The intricate details of how nerve signals activate at the neuromuscular junction have been revealed by an international research team led by a University of Ottawa Faculty of Medicine investigator. This specialized synapse connects motor neurons to skeletal muscle fibers, and the team’s discovery provides a unique perspective on how neuromuscular signals are communicated in milliseconds. The findings could have far-reaching implications for understanding the interaction between nerves and muscles in the body, as well as potentially aiding in the development of drugs for muscle-weakening conditions caused by disease-related mutations.
Using state-of-the-art single-molecule techniques, the team captured atomic resolution structures of a neurotransmitter receptor along its activation pathway. This groundbreaking research, published in Science, sheds light on an intermediate “primed” state that plays a crucial role in shaping communication between nerves and muscles. Dr. John Baenziger, the senior author of the study, highlights the significance of this new insight in enhancing our understanding of neuronal synapses.
The study challenges a long-standing scientific assumption that protein receptors are activated through synchronous conformational transitions. Contrary to this belief, the research reveals that individual components of the receptor move asynchronously, with some parts moving before others. This revelation is key to understanding how disease-causing mutations and drugs affect neuromuscular communication, paving the way for improved treatments for conditions like congenital myasthenic syndrome.
Moving forward, Dr. Baenziger’s lab aims to delve deeper into how the nicotinic acetylcholine receptor shapes communication at the neuromuscular junction. By studying the structures of receptors with disease-causing mutations and observing their response to different drugs, the team hopes to design more effective therapeutics. The study’s first author, Dr. Mackenzie Thompson, has played a pivotal role in solving these new structures, with collaboration from researchers at the Institute of Structural Biology in Grenoble, France, and the University of Ottawa’s Faculty of Science.

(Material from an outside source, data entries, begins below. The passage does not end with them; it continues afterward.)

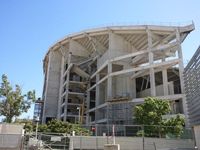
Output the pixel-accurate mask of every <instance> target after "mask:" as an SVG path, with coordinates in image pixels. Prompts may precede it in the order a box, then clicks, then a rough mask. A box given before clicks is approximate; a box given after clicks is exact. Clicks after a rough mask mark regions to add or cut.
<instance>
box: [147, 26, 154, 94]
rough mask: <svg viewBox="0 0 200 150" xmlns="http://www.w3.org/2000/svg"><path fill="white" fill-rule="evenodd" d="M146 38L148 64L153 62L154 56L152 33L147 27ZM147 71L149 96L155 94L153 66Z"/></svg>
mask: <svg viewBox="0 0 200 150" xmlns="http://www.w3.org/2000/svg"><path fill="white" fill-rule="evenodd" d="M147 40H148V51H149V64H150V65H152V64H153V63H154V58H153V52H152V35H151V31H150V30H149V29H147ZM149 71H150V86H151V96H156V87H155V74H154V68H150V70H149Z"/></svg>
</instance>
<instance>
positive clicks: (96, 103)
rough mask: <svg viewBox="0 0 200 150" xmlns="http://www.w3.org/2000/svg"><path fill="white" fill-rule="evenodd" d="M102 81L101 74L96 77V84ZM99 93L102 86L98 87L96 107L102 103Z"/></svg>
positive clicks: (96, 100)
mask: <svg viewBox="0 0 200 150" xmlns="http://www.w3.org/2000/svg"><path fill="white" fill-rule="evenodd" d="M99 80H100V75H99V73H98V74H97V75H96V83H97V82H99ZM99 92H100V85H99V84H98V85H96V103H95V106H96V107H97V106H98V105H99V103H100V95H99Z"/></svg>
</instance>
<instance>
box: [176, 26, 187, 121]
mask: <svg viewBox="0 0 200 150" xmlns="http://www.w3.org/2000/svg"><path fill="white" fill-rule="evenodd" d="M176 41H177V43H178V58H179V59H180V61H179V78H180V84H181V93H182V94H185V87H184V78H183V71H184V65H183V54H182V47H181V40H180V32H179V29H178V28H177V29H176ZM182 103H183V111H184V114H185V116H186V119H187V121H186V125H188V110H187V104H186V97H185V95H184V96H183V98H182Z"/></svg>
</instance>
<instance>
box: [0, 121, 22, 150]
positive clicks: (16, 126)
mask: <svg viewBox="0 0 200 150" xmlns="http://www.w3.org/2000/svg"><path fill="white" fill-rule="evenodd" d="M22 134H23V125H14V124H13V125H12V124H0V149H2V150H20V149H21V146H22Z"/></svg>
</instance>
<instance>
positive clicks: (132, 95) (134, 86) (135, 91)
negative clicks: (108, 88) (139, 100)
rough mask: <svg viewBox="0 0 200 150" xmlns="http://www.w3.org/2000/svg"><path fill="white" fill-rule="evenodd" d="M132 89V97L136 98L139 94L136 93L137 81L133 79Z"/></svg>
mask: <svg viewBox="0 0 200 150" xmlns="http://www.w3.org/2000/svg"><path fill="white" fill-rule="evenodd" d="M132 88H133V90H132V97H133V98H136V94H137V92H136V79H135V78H134V79H132Z"/></svg>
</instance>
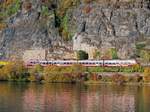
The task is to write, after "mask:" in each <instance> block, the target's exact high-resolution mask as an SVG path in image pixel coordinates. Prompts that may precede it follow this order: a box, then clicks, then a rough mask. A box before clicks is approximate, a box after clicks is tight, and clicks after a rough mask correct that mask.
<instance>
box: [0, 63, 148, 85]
mask: <svg viewBox="0 0 150 112" xmlns="http://www.w3.org/2000/svg"><path fill="white" fill-rule="evenodd" d="M0 81H11V82H13V81H14V82H44V83H78V82H83V83H84V82H90V81H93V82H103V83H116V84H125V83H140V84H141V83H149V82H150V67H141V66H139V65H136V66H132V67H84V66H82V65H73V66H69V67H58V66H47V67H43V66H41V65H36V66H34V67H32V68H26V67H25V66H24V64H23V63H21V62H15V63H11V64H7V65H5V66H3V67H1V68H0Z"/></svg>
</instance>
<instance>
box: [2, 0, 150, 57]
mask: <svg viewBox="0 0 150 112" xmlns="http://www.w3.org/2000/svg"><path fill="white" fill-rule="evenodd" d="M27 2H28V3H27ZM53 2H54V4H55V5H56V6H57V5H58V6H59V4H60V3H61V1H57V0H56V1H55V0H54V1H53ZM21 3H22V5H21V6H20V9H19V10H18V11H17V13H16V14H14V15H12V16H11V17H8V18H6V20H5V22H6V23H7V27H6V28H5V29H3V30H1V31H0V54H1V55H0V56H1V58H11V56H16V57H21V56H22V54H23V52H24V50H27V49H31V48H47V49H49V48H52V47H53V46H54V45H56V44H57V43H63V45H64V43H65V42H64V41H62V37H61V36H62V35H60V32H59V28H58V27H56V26H55V24H56V23H55V22H56V17H55V12H54V9H53V7H52V5H51V7H50V6H49V7H48V12H49V16H46V17H45V16H42V15H41V14H42V7H43V0H30V2H29V1H26V0H21ZM25 4H28V5H27V6H25ZM30 5H31V6H30ZM149 6H150V4H149V2H148V1H147V0H145V1H143V0H136V1H134V2H132V3H131V0H110V1H109V0H108V2H106V1H104V0H96V1H95V2H90V3H84V2H79V4H78V5H77V6H75V7H73V8H70V9H67V11H66V15H67V16H68V18H69V19H68V25H67V27H68V31H69V32H73V33H74V34H78V35H80V38H81V39H82V40H83V42H85V43H86V40H88V42H87V43H88V44H91V45H94V46H96V47H97V48H99V49H102V50H103V48H111V47H113V48H116V49H117V50H118V53H119V56H120V57H124V58H130V57H131V55H132V54H133V53H134V47H133V46H134V44H135V42H136V41H137V39H138V38H140V37H141V35H142V36H144V37H146V38H149V37H150V9H149ZM57 10H58V9H57V7H55V11H56V12H57ZM61 24H62V23H61ZM82 33H83V34H84V35H86V36H82ZM70 43H72V41H70ZM104 50H105V49H104ZM129 52H130V53H129Z"/></svg>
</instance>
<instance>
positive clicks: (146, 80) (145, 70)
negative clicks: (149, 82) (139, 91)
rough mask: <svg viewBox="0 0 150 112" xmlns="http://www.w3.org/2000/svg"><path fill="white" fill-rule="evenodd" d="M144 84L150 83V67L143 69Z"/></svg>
mask: <svg viewBox="0 0 150 112" xmlns="http://www.w3.org/2000/svg"><path fill="white" fill-rule="evenodd" d="M143 78H144V82H150V67H146V68H145V69H144V77H143Z"/></svg>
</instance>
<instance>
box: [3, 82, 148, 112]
mask: <svg viewBox="0 0 150 112" xmlns="http://www.w3.org/2000/svg"><path fill="white" fill-rule="evenodd" d="M0 112H150V86H144V87H142V86H117V85H89V86H86V85H83V84H35V83H33V84H32V83H24V84H23V83H21V84H19V83H0Z"/></svg>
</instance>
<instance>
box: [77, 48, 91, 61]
mask: <svg viewBox="0 0 150 112" xmlns="http://www.w3.org/2000/svg"><path fill="white" fill-rule="evenodd" d="M88 58H89V56H88V53H86V52H85V51H82V50H79V51H77V59H78V60H86V59H88Z"/></svg>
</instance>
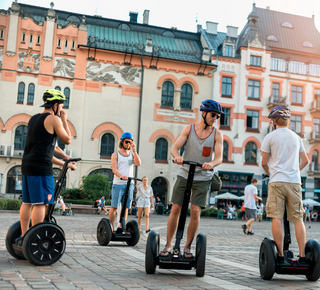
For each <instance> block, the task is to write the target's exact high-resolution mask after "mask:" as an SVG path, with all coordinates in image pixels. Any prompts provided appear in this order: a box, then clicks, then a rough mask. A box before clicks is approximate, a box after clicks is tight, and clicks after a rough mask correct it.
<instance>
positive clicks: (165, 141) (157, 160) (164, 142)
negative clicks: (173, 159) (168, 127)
mask: <svg viewBox="0 0 320 290" xmlns="http://www.w3.org/2000/svg"><path fill="white" fill-rule="evenodd" d="M167 158H168V141H167V140H166V139H164V138H159V139H158V140H157V142H156V152H155V159H156V162H159V161H160V162H164V161H165V162H167Z"/></svg>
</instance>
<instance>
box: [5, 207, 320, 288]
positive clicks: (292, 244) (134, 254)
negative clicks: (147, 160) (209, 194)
mask: <svg viewBox="0 0 320 290" xmlns="http://www.w3.org/2000/svg"><path fill="white" fill-rule="evenodd" d="M55 217H56V219H57V223H58V224H59V225H60V226H61V227H62V228H63V229H64V231H65V233H66V239H67V248H66V251H65V253H64V255H63V256H62V258H61V259H60V261H58V262H57V263H55V264H53V265H51V266H46V267H35V266H33V265H31V264H29V263H28V262H26V261H23V260H16V259H14V258H13V257H11V256H10V255H9V254H8V252H7V251H6V248H5V236H6V232H7V230H8V228H9V227H10V225H11V224H13V223H14V222H15V221H17V220H18V218H19V214H18V213H17V212H14V213H12V212H4V211H0V224H1V228H0V289H1V290H3V289H320V282H309V281H307V279H306V278H305V277H304V276H290V275H277V274H275V275H274V277H273V279H272V280H271V281H264V280H262V279H261V278H260V275H259V261H258V256H259V248H260V243H261V241H262V240H263V238H264V237H266V236H270V237H271V236H272V235H271V222H265V221H264V222H261V223H258V222H255V223H254V224H253V232H254V233H255V235H254V236H246V235H244V234H243V231H242V229H241V225H242V224H243V223H242V222H241V221H239V220H238V221H229V220H217V219H213V218H202V219H201V224H200V228H199V232H204V233H205V234H206V235H207V260H206V275H205V276H204V277H202V278H199V277H196V276H195V271H194V270H192V271H180V270H164V269H159V268H158V267H157V269H156V273H155V274H154V275H147V274H146V273H145V266H144V263H145V261H144V258H145V254H144V253H145V246H146V240H147V234H145V233H143V234H142V235H141V238H140V241H139V243H138V244H137V245H136V246H135V247H128V246H127V245H126V244H124V243H115V242H111V243H110V246H107V247H102V246H100V245H99V244H98V242H97V240H96V228H97V225H98V223H99V221H100V220H101V218H103V217H106V216H104V215H100V216H99V215H84V214H76V215H74V216H60V215H55ZM130 219H135V217H134V216H129V217H128V220H130ZM167 219H168V217H167V216H160V215H156V214H151V215H150V227H151V229H155V230H157V231H158V232H159V233H160V237H161V248H162V247H163V246H164V244H165V236H166V224H167ZM187 222H188V220H187ZM142 225H143V226H142V230H144V223H142ZM309 226H310V228H309ZM306 229H307V240H308V239H311V238H312V239H318V240H320V223H313V222H311V223H306ZM143 232H144V231H143ZM291 236H292V243H293V244H292V246H291V247H290V249H291V250H293V252H294V254H295V255H297V254H298V249H297V244H296V242H295V233H294V227H293V225H292V226H291ZM192 252H193V253H194V252H195V245H193V248H192Z"/></svg>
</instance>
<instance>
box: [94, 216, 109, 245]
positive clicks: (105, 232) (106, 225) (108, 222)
mask: <svg viewBox="0 0 320 290" xmlns="http://www.w3.org/2000/svg"><path fill="white" fill-rule="evenodd" d="M111 238H112V226H111V221H110V220H109V219H106V218H103V219H101V221H100V222H99V224H98V227H97V240H98V243H99V245H101V246H107V245H108V244H109V243H110V241H111Z"/></svg>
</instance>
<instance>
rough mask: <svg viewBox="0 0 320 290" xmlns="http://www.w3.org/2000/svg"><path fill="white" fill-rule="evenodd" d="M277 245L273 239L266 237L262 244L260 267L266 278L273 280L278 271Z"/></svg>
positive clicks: (260, 255)
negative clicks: (273, 240)
mask: <svg viewBox="0 0 320 290" xmlns="http://www.w3.org/2000/svg"><path fill="white" fill-rule="evenodd" d="M275 249H276V245H275V243H274V241H273V240H271V239H269V238H265V239H264V240H263V241H262V243H261V246H260V252H259V269H260V276H261V278H262V279H264V280H271V279H272V277H273V274H274V272H275V271H276V251H275Z"/></svg>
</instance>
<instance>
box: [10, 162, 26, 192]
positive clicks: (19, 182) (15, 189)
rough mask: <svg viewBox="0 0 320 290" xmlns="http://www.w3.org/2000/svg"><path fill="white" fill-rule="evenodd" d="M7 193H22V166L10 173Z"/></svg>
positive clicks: (18, 165)
mask: <svg viewBox="0 0 320 290" xmlns="http://www.w3.org/2000/svg"><path fill="white" fill-rule="evenodd" d="M6 193H17V194H21V193H22V173H21V166H20V165H18V166H15V167H12V168H11V169H10V170H9V171H8V174H7V188H6Z"/></svg>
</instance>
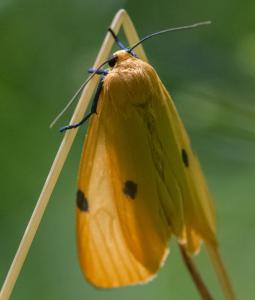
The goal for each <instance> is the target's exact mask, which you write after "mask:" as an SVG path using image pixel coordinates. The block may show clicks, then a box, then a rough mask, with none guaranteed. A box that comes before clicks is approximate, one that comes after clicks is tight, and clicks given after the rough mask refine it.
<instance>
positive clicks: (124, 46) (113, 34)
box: [108, 28, 128, 50]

The research, titled “Asynchronous subunit transitions prime acetylcholine receptor activation,” is a significant step towards understanding the complex mechanisms underlying neuromuscular communication. By uncovering the primed state of neuromuscular receptors, this study provides valuable insights that could guide future drug design efforts. For more information, the full article can be accessed in Science with DOI: 10.1126/science.adw1264.
This groundbreaking research was conducted by a collaborative team led by the University of Ottawa, showcasing the institution’s commitment to advancing scientific knowledge and innovation. The findings have the potential to revolutionize our understanding of nerve-muscle communication and open up new avenues for therapeutic interventions in neurological and neurodegenerative disorders.